映画のヒット及び成功の目安になる数値として、興行収入(興収)があります。 むろん使用した経費(宣伝費・プリント費用など)にもよる訳ですが、この興収が10億円を超えれば基本的にはまあヒットした(=成功した)と言えると思います。 そして30から50億を超えれば大ヒット(実質的には50億を超えたら、というところでしょうね!)、100億を超えれば超大ヒットといったことになります。
私がこの業界に入った1990年代前半では、まだ日本における歴代ランキング(当時はまだ配収ランキングでした)のNo.1は『E.T.』<1983年公開・興収換算:約135億円>であり、これは現在よりも高かった1983年当時の入場料を考えると、もう抜くことはできないのでは? などとよく言われていたものです。ですが、90年代後半になって『もののけ姫』<1997年公開・興収193億円>によってその記録が大幅に破られ、続けて同年に『タイタニック』<興収260億円>が更にそれを上回る、とてつもない興収記録を樹立してからというものは、日本でもかなり高い頻度でコンスタントに興収100億円を超える映画が出てくるようになりました(ハリウッドでの映画大成功の目安も1億ドルを突破することと言われています)。『ハリー・ポッター』シリーズなどは現在までの3作がすべて100億円を突破しているというまさにドル箱シリーズですし、宮崎駿アニメも『千と千尋の神隠し』<2001年公開・興収303億円で現時点でダントツのNo.1記録>、『ハウルの動く城』<2004年公開・興収推定200億円>と、100億を簡単に超えてそれ以上の記録を達成しているのはみなさんもご存知のことと思います。
そんな訳で、今や現在の歴代興収入ランキングTOP10の中で、『E.T.』のみが唯一20年前に公開されたものになり、後はすべてこの8年間ぐらいの間に公開されたもので占められるということになりました。この背景には、まさに時期を同じくしたシネコンの全国各地での開館ラッシュがあります。日本でのスクリーン数が飛躍的に増加し、それに伴って映画人口も増加したということが、このランキングからも一目瞭然となっています。つまり、シネコンでどれだけ有利なブッキングをすることができるのか?ということが現在ではその映画の興収を左右することになっているのです。

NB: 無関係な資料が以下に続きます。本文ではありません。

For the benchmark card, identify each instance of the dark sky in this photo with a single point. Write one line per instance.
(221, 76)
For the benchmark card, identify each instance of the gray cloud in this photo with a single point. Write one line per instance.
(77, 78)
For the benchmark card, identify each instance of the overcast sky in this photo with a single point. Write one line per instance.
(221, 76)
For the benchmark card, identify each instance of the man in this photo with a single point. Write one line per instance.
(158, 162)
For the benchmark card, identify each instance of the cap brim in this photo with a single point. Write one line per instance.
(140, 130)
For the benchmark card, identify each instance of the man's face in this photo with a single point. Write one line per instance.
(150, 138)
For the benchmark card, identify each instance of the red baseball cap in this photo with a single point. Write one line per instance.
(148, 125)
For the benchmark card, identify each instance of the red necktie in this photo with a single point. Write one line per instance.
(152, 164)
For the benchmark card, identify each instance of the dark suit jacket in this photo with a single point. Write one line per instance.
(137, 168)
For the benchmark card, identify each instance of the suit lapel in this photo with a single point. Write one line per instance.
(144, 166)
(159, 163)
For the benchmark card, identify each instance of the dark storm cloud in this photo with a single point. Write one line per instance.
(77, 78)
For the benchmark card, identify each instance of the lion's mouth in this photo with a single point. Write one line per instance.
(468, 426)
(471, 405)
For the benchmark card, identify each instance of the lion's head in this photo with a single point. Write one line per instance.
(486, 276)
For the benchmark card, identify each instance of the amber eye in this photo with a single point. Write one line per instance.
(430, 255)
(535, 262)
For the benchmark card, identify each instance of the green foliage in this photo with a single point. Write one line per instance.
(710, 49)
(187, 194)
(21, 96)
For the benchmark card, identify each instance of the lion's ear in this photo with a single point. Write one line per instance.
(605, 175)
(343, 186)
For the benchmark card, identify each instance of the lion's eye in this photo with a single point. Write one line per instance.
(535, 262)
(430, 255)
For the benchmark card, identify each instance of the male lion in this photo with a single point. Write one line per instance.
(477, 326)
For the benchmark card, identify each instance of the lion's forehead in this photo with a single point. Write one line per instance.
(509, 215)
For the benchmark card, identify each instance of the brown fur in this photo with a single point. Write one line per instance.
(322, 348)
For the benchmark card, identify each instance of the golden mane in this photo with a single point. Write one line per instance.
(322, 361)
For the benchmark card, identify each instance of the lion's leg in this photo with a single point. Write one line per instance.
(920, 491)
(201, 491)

そこで大事になるのが、映画会社が自分たちで設定する“興収目標”ということになります。仮に興収目標を100億としたのであれば、それはその映画に関して相当な期待をしていることになり、力も入れるという決意表明とも受け取れます。100億を達成するためには、興行サイドをうまく取り込んで相当な館数を確実にブッキングしなくてはならないからです。そして、同時にかなりの宣伝費をも投入して、それこそその映画のことを知らない人がいない、というぐらいまで徹底的に認知度をアップさせなくては無理です。しかし忘れてはいけないのは、どの映画でも100億を狙える訳ではないということです。それを狙えるのは当然、ごく一部の映画だけです(今年の夏興行でいえば『スター・ウォーズ エピソード3』は間違いなく狙えるというところでしょうが、『宇宙戦争』は何とも言えない微妙なところではないでしょうか)。
要するに、公開する映画の適正規模というかポテンシャルというものを、正しく見極める眼を持っていないと興収目標を見誤ることになり、結果大コケをしてしまったり、商機を逃したりと、自分たちで自分たちの首を絞めることになってしまいますので、各社そこは非常に難しいところだと思います。強力な映画が運良く続くこともありますが、概ね各社そのような興収目標で100億規模を狙える映画は、1~2年に1本ぐらいあれば良い方ですからね。まあ簡単に言えば、チャンスを見据えて、力の入れ所を間違えないことが重要になるので、正しい目標設定を各社しなくてはいけないということです。確かに興収100億という目標に対して、一方でその1/10の興収10億が目標であれば、簡単に達成できるのでは? と思われる方も恐らく多いと思われますが、当然宣伝費や館数規模なども比例するので、決して簡単ではなく、むしろ難しいのが現状です。
むろん、買い付け額は概ねかなり高額であり、そこを基点として更に収益を上げていくために、おのずと最低ラインでの興収目標というものが設定されてきます。これは、大きく稼ぐという意味での興収目標とは異なり、損をしないためのという意味合いが強いです。以前お話したとうり、興収だけで買い付け額を含めた必要経費をすべて回収できてしまえれば、ビデオ&DVDなどの2次以降の収益がまるまる上積みされることになるので、理想ではあります。しかし、それはあくまで理想であり、大半の映画は興行での損失分を、ビデオ&DVDなどの2次使用以降で補填していかなくてはいけないことが多いのです。
今年は我々には稼ぎ時の夏興行に映画がありませんが、その分、正月興行にブラッド・ピット&アンジェリーナ・ジョリー共演の話題大作『Mr.&Mrs.スミス』が控えています。『ターミネーター3』以来、久々に大ヒットを狙える、自信の持てる映画を公開することができるのは、我々にとっても誇らしいことです(そういう映画は我々のようなインディペントだと、本当にそうそうはないのです<泣>)。まだ半年ありますが、この夏興行の話題作では概ね、『Mr.&Mrs.スミス』の予告編が上映されることになるかと思いますので、みなさんも今からご期待下さい。